Feb 20, 2017
Once upon a time I ran a record label called Metalanguage with guitarist Henry Kaiser, and for that brief time-span (1978-85, plus a few CD releases more recently), I had total control over the process of producing a CD.
 
But working as a guest artist with a label can be very different for the obvious reason that the label has its own agenda; not to mention a long line of finished products on which my CD has to queue up. If there is not a good reason for this new CD to be released immediately – like an upcoming tour of the band on that CD – then that release can sometimes be delayed even longer. Not to mention the delays that sometimes occur due to production problems, such as missed typos that are only seen after a cover is sent back to us for final approval (…occasional), or poorly-made CDs that have to be remade (…rare, but it happens).

This is a long way of saying that the following announcement is projected; I expect the following to be true:
 
Saxophone Special Revisited,  featuring Rova, Henry Kaiser and Kyle Bruckmann, will release in May, 2016 on Clean Feed.
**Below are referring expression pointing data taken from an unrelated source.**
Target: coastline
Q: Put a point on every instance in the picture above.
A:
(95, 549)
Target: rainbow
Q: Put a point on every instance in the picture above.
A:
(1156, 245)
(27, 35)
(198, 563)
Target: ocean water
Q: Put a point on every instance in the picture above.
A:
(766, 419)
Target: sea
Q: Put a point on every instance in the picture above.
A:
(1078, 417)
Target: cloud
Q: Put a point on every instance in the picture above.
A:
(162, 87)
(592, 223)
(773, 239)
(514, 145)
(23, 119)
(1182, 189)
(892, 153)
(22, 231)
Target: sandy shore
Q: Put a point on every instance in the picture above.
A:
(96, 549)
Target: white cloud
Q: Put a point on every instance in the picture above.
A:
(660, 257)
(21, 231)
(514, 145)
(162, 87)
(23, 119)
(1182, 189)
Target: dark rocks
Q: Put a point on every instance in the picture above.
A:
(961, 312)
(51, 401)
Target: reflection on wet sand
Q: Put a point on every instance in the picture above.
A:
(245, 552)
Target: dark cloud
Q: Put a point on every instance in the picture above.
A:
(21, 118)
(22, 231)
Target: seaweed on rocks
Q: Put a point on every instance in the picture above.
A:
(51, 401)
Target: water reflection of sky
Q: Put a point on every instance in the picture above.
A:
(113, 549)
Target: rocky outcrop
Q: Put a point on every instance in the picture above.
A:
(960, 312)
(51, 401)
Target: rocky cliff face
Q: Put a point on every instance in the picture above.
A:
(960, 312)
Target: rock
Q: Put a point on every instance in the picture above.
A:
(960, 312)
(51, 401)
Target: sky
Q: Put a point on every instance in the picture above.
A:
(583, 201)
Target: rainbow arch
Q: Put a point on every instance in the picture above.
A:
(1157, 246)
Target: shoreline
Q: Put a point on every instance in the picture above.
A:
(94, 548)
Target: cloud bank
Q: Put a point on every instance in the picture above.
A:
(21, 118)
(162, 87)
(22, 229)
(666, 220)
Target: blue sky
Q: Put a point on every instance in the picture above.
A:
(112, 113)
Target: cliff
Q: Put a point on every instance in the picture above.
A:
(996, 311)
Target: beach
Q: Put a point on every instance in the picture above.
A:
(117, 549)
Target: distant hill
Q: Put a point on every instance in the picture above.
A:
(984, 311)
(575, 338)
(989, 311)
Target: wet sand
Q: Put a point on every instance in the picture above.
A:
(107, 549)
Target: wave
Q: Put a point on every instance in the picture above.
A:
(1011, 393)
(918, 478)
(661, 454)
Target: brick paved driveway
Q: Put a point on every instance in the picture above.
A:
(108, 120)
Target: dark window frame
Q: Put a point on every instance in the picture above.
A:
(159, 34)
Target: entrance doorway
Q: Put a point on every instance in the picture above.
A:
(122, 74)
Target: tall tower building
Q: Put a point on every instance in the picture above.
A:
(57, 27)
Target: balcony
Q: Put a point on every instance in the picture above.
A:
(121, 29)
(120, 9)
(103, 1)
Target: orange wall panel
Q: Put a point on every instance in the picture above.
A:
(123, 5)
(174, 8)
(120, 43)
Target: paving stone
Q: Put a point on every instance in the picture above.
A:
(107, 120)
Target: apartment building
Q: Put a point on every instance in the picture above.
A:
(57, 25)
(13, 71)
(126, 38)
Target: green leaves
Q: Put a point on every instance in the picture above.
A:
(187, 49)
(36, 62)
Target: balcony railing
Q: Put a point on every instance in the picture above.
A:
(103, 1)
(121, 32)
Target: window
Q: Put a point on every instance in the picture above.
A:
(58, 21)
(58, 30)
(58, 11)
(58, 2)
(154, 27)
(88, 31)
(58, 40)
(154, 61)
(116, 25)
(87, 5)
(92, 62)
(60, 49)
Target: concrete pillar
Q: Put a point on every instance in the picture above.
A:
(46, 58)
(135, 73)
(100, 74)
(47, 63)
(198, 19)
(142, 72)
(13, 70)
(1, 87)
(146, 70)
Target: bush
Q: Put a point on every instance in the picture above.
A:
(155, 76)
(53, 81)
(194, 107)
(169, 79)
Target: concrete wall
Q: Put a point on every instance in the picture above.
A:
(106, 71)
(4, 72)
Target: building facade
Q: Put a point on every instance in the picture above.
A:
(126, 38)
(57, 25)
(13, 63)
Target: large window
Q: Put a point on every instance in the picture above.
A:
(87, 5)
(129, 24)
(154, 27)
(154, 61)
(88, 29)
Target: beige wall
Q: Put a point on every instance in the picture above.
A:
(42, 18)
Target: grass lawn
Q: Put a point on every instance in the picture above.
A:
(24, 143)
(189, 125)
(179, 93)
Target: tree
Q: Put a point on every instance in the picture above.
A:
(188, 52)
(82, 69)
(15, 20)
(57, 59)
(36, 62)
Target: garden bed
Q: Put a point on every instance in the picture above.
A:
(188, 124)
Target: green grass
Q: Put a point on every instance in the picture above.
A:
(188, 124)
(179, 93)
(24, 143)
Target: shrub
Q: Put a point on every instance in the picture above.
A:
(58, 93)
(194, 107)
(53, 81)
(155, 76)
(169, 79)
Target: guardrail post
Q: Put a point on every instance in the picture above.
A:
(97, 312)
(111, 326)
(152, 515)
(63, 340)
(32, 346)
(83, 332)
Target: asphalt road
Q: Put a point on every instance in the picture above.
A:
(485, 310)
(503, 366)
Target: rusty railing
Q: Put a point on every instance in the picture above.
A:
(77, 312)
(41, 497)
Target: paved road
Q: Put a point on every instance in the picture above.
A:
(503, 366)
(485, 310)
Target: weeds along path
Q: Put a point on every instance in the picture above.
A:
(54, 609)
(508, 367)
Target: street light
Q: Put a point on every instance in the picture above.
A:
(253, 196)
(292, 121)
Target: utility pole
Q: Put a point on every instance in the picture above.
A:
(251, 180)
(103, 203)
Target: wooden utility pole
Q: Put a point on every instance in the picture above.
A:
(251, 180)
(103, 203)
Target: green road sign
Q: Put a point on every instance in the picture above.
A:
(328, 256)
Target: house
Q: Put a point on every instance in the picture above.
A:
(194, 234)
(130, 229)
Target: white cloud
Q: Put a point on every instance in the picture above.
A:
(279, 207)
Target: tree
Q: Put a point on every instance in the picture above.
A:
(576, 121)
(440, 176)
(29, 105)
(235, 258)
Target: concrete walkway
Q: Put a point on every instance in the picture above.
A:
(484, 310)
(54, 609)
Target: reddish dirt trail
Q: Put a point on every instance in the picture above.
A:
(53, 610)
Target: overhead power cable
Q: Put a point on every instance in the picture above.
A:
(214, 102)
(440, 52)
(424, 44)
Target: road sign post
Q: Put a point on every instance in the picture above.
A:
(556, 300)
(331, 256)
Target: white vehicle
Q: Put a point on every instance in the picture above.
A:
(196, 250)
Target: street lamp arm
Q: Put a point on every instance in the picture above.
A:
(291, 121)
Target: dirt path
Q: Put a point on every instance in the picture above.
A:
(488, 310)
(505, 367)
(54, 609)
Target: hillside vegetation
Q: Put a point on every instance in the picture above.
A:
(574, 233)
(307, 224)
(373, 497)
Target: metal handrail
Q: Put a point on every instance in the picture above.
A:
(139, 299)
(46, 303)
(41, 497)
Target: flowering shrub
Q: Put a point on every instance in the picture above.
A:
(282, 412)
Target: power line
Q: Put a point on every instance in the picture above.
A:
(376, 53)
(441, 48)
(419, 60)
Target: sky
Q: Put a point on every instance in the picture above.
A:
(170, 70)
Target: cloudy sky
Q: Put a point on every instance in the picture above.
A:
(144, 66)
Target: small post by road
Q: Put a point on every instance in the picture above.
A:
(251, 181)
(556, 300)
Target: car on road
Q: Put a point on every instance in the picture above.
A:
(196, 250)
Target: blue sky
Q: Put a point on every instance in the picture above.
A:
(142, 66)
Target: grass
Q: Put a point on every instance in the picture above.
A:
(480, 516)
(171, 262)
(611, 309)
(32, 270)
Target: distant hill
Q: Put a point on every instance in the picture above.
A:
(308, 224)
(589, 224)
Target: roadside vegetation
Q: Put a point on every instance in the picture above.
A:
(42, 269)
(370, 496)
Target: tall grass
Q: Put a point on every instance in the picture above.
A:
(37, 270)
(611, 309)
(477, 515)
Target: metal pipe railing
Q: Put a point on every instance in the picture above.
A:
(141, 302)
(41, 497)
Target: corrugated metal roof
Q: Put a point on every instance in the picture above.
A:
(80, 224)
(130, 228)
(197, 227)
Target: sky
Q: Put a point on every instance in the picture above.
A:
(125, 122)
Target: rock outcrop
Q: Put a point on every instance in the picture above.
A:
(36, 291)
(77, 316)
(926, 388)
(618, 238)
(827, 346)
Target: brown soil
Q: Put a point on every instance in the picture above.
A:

Steve Lacy’s mid-1970s innovations helped shape improvised music for decades.  His 1974 live recording Saxophone Special lit up the ears of the soon-to-be Rovas and sparked our imaginations during the band’s earliest days. To reflect the classic sextet of the original Lacy project, which included two late masters of improvisation: Derek Bailey on electric guitar and Micheal Waisvisz on synthesizer, Rova are here joined by the guitar of their old pal and colleague of the past 40 years, Henry Kaiser; as well as Bay Area analog synth ace Kyle Bruckmann. This celebration and reinvestigation of Saxophone Special newly illuminates the revolutionary compositional and improvisational ideas put to practice by Steve Lacy in the early Seventies. That was a time when the saxophone quartet was an unknown format for improvisation – Anthony Braxton’s “New York, Fall 1974” was released only a few months before, and the World Saxophone Quartet was to appear a year later. Like Electric Ascension, this tribute points to the undiscovered future, as well as expressing gratitude to the original 6 masters of music on the Lacy original. This recording is also the renewal of the collaboration between Rova and Kaiser which resulted in many early LP gems of creative music: "As Was", "Cinema Rovaté", "The Removal of Secrecy", and "Daredevils."
 
Meanwhile, also in the spring, from the Paris label Rogue Art will come the release of a recording I have always loved: Wild Red Yellow by Larry Ochs Sax & Drumming Core.  The nature of the two extended tracks on Wild  Red  Yellow demanded the use of three drummers instead of the two heard in all earlier recordings and concerts, and I needed "percussion" rather than a second drum kit in many places on those two tracks, so this CD sees William Winant and Matthias Bossi joining Scott Amendola as the three percussionists, with Ochs, Fujii, and Tamura riding their waves of sound. Those two tracks are dedicated to film-makers and composed in a similar form to the pieces on the later Fictive Five CD, which would not have been as good had this Rogue Art recording not preceded it in the studio. Recorded in 2010 (!), it took me and master engineer Phil Perkins years to mix, due to all the percussive sound-elements involved, our need to be able to hear the mix in several different iterations before deciding on final balances, and the many choices of how to order our musical "scenes" within each piece. I look forward to this one seeing the light of day.